The man can’t stay awake. He falls asleep.
It’s noon, it’s afternoon, repeatedly he falls in deep,
Seated at his desk or in an armchair, as if to try to write a poem meant
A flash flood of sleep and drowning on Parnassus in his tent,
Or something else equally not good.
The guy’s completely gone and sawing wood,
Snoring and snorting—until one snort wakes him—
And where is he? he can’t think where he is—which shakes him.
He’s upside down and he can see
The parachute he’s hanging from is tangled high up in a tree.
He passes out again and drools.
This apparently is one of the Muse’s rules.
He hears the pleasant droning of the plane he jumped from flying away,
But he’s in his study and it’s the same day.
He’s in his study now and here’s his long-dead dog.
Jimmy, my sweety boy, my Jimmy, come back to me through the fog.
Musa, mihi causas memora…you know?
You’ve seen a baby lift its foot to suck its toe
And then go back to sleep for several years
And then wake up to find a whole nation in tears…
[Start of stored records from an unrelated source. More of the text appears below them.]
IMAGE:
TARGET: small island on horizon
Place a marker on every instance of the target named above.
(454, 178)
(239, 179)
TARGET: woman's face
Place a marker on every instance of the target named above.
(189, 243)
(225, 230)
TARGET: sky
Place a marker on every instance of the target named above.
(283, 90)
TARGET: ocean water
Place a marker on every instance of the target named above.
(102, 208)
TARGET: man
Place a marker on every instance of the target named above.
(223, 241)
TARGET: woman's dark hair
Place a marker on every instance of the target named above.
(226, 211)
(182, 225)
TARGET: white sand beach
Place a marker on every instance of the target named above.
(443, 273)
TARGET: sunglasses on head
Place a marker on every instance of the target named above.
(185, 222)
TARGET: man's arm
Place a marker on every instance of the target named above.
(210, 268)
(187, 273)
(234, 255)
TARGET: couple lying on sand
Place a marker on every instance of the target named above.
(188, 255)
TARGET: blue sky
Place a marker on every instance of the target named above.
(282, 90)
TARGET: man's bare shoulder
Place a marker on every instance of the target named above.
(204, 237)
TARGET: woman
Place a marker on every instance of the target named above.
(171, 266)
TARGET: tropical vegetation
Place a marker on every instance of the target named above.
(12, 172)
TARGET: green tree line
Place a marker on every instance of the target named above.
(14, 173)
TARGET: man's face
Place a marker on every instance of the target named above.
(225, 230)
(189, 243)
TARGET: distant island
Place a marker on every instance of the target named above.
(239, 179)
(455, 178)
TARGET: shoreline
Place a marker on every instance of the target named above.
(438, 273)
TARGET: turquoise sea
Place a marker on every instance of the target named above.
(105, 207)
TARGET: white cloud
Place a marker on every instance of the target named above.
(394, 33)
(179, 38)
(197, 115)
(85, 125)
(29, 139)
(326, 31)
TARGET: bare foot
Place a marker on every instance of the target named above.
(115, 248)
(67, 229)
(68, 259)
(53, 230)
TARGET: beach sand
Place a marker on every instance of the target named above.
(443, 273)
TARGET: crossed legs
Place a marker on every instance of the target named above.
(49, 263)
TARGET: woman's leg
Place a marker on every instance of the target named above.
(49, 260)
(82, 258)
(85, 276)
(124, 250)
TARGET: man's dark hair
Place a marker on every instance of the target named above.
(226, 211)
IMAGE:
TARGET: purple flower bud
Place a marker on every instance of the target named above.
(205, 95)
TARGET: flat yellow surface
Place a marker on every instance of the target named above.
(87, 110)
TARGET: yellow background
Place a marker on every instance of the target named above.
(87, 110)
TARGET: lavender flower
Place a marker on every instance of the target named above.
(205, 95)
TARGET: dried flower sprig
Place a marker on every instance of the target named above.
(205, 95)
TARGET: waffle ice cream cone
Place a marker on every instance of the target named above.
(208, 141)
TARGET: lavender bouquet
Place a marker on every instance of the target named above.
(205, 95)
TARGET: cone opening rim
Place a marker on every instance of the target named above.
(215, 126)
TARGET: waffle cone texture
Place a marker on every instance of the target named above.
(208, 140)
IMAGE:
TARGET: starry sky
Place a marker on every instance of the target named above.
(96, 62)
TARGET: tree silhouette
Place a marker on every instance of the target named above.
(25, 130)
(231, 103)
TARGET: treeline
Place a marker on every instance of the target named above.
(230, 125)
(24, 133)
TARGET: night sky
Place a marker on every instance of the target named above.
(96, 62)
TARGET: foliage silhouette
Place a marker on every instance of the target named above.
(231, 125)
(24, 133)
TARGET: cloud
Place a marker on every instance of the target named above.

Multiple assassinations, black and white, white and black,
Chest covered with medals split open by a national heart attack.
Baby has grown up to be an outrage carrying a weapon.
He’s graduated from West Point and found little babies to step on.
Liquid gold streams down the buildings all the way down Broadway
At sunset, after a perfect fall day in May, the sky so blue it made you say
Something had to be God to lead to this
Furious brilliance you wouldn’t want to miss
By being dead, for example, or otherwise asleep.
He saw a man once start to weep
But stop himself in time,
Because crying for a certain sort of man is correctly considered a crime.
Look how the sky is turning beautiful black and blue,
Reminding us how the aftermath of pain can be beautiful and true.
The apartment lights before they go out come on.
Hours later it’s dawn.
Narcolepsy is supposed to be the subject, but it really isn’t the subject, nor
Is the man fleeing from a crime he committed in Ulan Bator.
He didn’t cry in the hotel elevator.
He’s not the Ulan Bator crying elevator satyr.
That didn’t stop the girl with the eating disorder driving the car from crashing.
He comes to after the crash, as usual at his desk, splashing
His face with cold water from the nearby lake,
Though he’s already thinking of the next move to make.
He’ll move to Rio. He’ll move to Napoli. He opens the study door.
He’ll move to the little apartment on the second floor.
Every day alive is dawn.
The lights before they go out go on.